Y no yo, sino ella, fue quien cortó la comunicación, cuando yo había empezado a decir “¡Espere!”

4

Entre cuatro sobres con la dirección escrita a máquina, había uno con torpes rasgos manuscritos. En lugar de Sorrentino habían puesto Zorrentino, mi calle Matienzo se había convertido en Matenso y habían omitido el número del código postal.

Sin necesidad de leer el remitente, supe en seguida de quién era la carta. Vacilé unos instantes entre abrir el sobre o hacerlo pedazos. Después me dije que una carta nunca podría ser peor que una visita, y extraje del sobre una hoja de cuaderno escolar, doblada en cuatro.
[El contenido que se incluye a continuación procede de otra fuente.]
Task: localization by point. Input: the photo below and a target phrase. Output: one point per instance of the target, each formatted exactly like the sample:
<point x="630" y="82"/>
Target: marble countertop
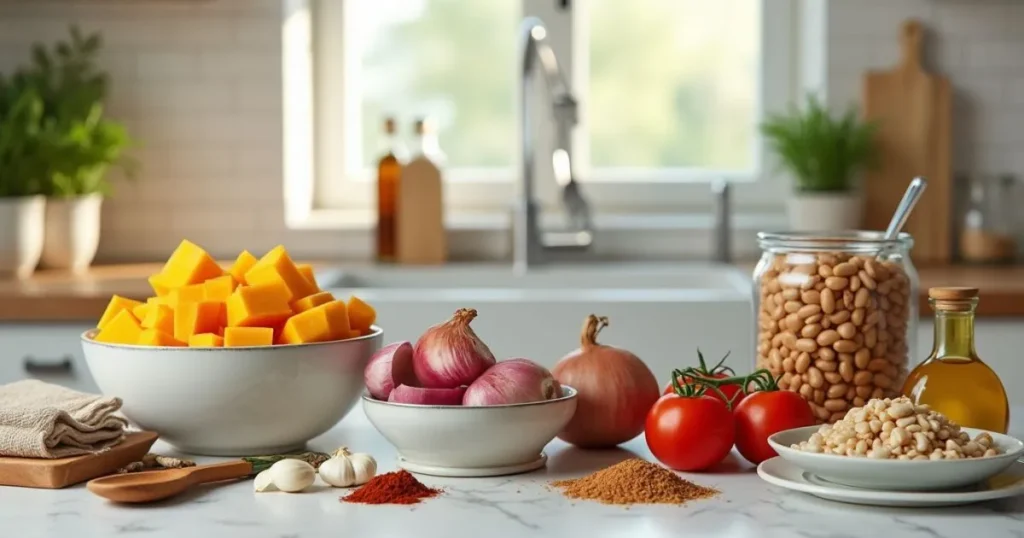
<point x="499" y="507"/>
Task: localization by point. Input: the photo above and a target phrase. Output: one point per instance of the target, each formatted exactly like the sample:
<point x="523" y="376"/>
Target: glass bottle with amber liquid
<point x="388" y="182"/>
<point x="953" y="380"/>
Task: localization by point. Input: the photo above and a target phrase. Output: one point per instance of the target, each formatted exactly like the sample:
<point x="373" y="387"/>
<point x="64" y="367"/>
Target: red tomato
<point x="729" y="390"/>
<point x="689" y="433"/>
<point x="763" y="414"/>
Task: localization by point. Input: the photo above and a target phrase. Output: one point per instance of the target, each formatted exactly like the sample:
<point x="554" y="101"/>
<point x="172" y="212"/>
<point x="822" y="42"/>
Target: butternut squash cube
<point x="242" y="264"/>
<point x="218" y="289"/>
<point x="123" y="328"/>
<point x="197" y="318"/>
<point x="185" y="294"/>
<point x="311" y="301"/>
<point x="307" y="327"/>
<point x="307" y="271"/>
<point x="156" y="337"/>
<point x="206" y="340"/>
<point x="257" y="306"/>
<point x="189" y="264"/>
<point x="159" y="284"/>
<point x="278" y="267"/>
<point x="244" y="336"/>
<point x="117" y="304"/>
<point x="337" y="318"/>
<point x="160" y="318"/>
<point x="360" y="315"/>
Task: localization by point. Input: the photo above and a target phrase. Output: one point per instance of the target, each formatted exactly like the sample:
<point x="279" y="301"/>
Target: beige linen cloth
<point x="43" y="420"/>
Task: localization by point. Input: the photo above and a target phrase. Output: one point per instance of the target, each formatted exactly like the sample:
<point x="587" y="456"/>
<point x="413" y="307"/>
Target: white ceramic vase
<point x="824" y="211"/>
<point x="72" y="232"/>
<point x="22" y="223"/>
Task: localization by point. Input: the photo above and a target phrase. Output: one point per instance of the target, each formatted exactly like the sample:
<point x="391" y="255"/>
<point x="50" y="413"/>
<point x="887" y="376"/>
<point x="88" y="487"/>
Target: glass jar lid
<point x="845" y="241"/>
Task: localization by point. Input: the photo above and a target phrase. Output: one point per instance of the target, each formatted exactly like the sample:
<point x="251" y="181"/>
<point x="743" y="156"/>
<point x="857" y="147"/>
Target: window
<point x="671" y="92"/>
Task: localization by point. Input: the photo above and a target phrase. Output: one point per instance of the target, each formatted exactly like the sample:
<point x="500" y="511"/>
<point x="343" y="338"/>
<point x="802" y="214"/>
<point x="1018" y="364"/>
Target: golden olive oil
<point x="953" y="380"/>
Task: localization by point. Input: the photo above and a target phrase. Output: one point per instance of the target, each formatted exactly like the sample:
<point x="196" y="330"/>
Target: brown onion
<point x="615" y="390"/>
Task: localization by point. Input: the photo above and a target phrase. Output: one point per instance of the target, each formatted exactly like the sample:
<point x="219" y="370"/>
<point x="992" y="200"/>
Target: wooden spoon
<point x="156" y="485"/>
En el papel habían pegado un diminuto recorte de diario. Apenas lo leí, experimenté una especie de mareo y me empapé de transpiración: Edgardo Carlos Piaro, q. e. p. d., falleció el 7 de septiembre de 1982, c. a. s. r. y b. p. Luego estaba el nombre de la madre: Isabel Hilda Morguebur vda. de Piaro. No figuraba esposa: ¿el gordo, tan joven, ya sería viudo? En seguida, se me partió el alma: sus hijitas Valeria Roxana y Verónica Mariela. ¿De modo que ese hombre irracional dejaba dos hijitas? ¿De modo que, en lugar de pensar en ellas, se había lanzado locamente a comer y a comer hasta reventar? Después aparecían otros parientes y, al final de todo, sus colegas del Ateneo de Lógica Simbólica de San Justo.

Pero, antes de leer esta minúscula tipografía del diario vi, forzosamente, un grueso recuadro rojo que rodeaba el aviso fúnebre y, una vez más, la torpe letra que decía: vos . lo . matastes . asecino.